Where the World Stands Today
Global circularity is moving in the wrong direction. The share of secondary (reused or recycled) materials consumed by the world economy dropped from 9.1% in 2018 to 7.2% in 2023, a 21% decline over five years. This happened even as public discussion of circularity nearly tripled during the same period. The gap between awareness and action remains enormous.
Europe is further ahead than most regions but still has a long way to go. The EU’s current circularity rate sits at about 12%, and the bloc aims to double that to 24% by 2030 as part of its Clean Industrial Deal. Several major pieces of legislation are now in place to push this forward. The Ecodesign for Sustainable Products Regulation, which took effect in July 2024, is the cornerstone: it sets environmental sustainability and circularity requirements for how products are designed and manufactured. A “right to repair” directive also entered force in July 2024, and a Circular Economy Act focused on creating a single market for secondary raw materials is due for adoption in 2026.
The EU’s consumer protection rules are shifting too. Since March 2024, a directive on the “green transition” requires that consumers receive better information at the point of sale about product durability, reparability, and their legal guarantee rights.
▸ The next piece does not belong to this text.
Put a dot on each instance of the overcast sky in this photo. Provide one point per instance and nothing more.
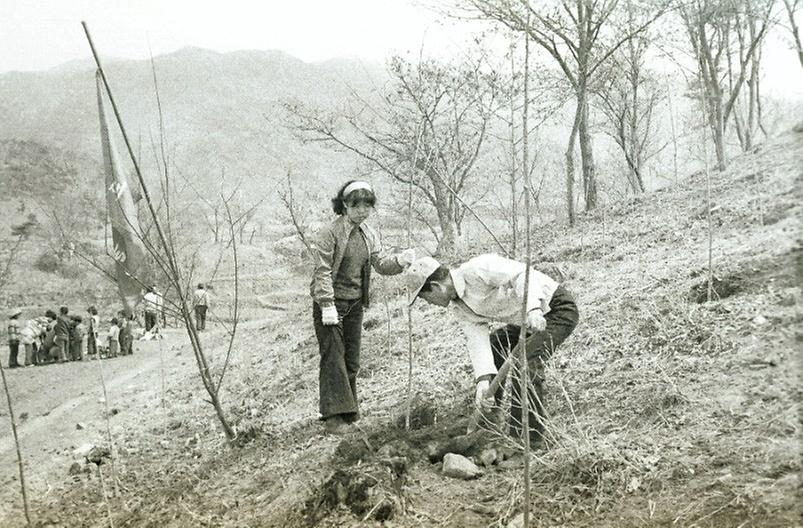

How Circularity Gets Measured
Measuring circularity is complex because it spans product design, material flows, energy use, and economic value. The international standard ISO 59020, published in 2024, provides a structured framework for evaluating circularity performance. It covers how to set system boundaries, select appropriate indicators, and interpret data at multiple levels, from individual products up to entire regions. The core question it helps organizations answer is straightforward: how effectively are you minimizing resource use and keeping materials flowing in circular loops?
At a national level, circularity is typically tracked by measuring the share of secondary materials in total material consumption. That’s the metric behind the global 7.2% figure and Europe’s 12%. At a company or product level, the measurements get more granular, looking at things like recycled content, product lifespan, percentage of components designed for disassembly, and how much material gets recovered at end of life.